I feel pretty strongly that if you have a returns stream on your local machine, then it should be possible to run at the default tearsheets without an internet connection. In addition to improving the user experience, this has testing and reproducibility benefits. This probably means that we should package the most commonly used benchmarks in the data folder (possibly compressed if they're large). The challenge here is that the benchmark data needs to be updated to allow visualizations of backtests/live results with recent data. I don't have a great idea for solving this except for adding some sort of caching layer, or just doing frequent releases with updated benchmarks. Would be curious to hear thoughts from @twiecki and @ehebert on this.

Specific Implementation Notes

Some of these are redundant with prose the above. I wrote these notes as I was reading and then went back and summarized. I also read tears.py and pos.py the most thoroughly, since I think tears.py is the most important public API, and pos.py is the next file I read before I realized I was spending too much time in the weeds. I'd like to read the rest of the codebase more thoroughly at some point, but I think @fawce and @KarenRubin will both have aneurysms from the delay that would cause to shipping https://github.com/quantopian/zipline/pull/630...

tears.py

ssanderson commented 9 years ago

Still working on this, just didn't want the browser to crash.

ssanderson commented 9 years ago

@twiecki @gusgordon @justinlent these are my main comments from reading today and yesterday.

TL/DR:

Most of these comments are negative b/c I'm focusing on the stuff that I think should change and I'm trying to go as fast as possible so that Zipline projects don't fall behind, so I do want to say that I think this is awesome work and I'm super excited to see it in the hands of users.

justinlent commented 9 years ago

I love these ideas @ssanderson . Definitely agree with exposing more informative docstrings, as well as making it more user friendly for people just analyzing backtest data (without live/out-of-sample data) since the tearsheet is still extraordinarily useful for this.
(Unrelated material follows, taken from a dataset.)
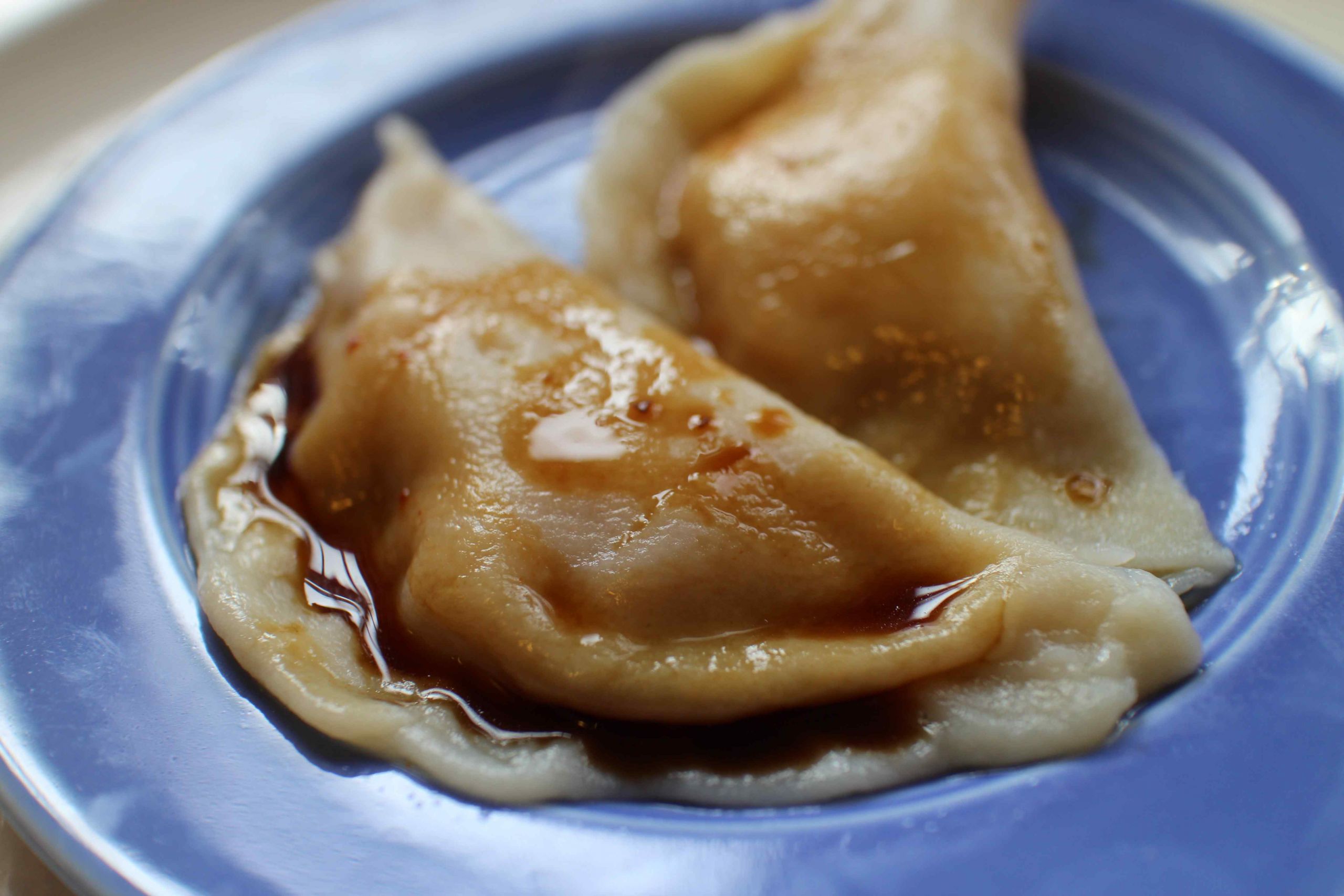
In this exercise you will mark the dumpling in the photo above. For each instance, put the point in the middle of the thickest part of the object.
(843, 203)
(481, 518)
Also totally agree that we should make it work in "offline mode" by removing the internet dependency (which is really only used to pull SPY data to compute beta, and the risk factors from the Fama-French site, I believe).

gusgordon commented 9 years ago

Thanks @ssanderson. Few comments/questions:

twiecki commented 9 years ago

I think we factored this out into individual issues that are mostly addressed now.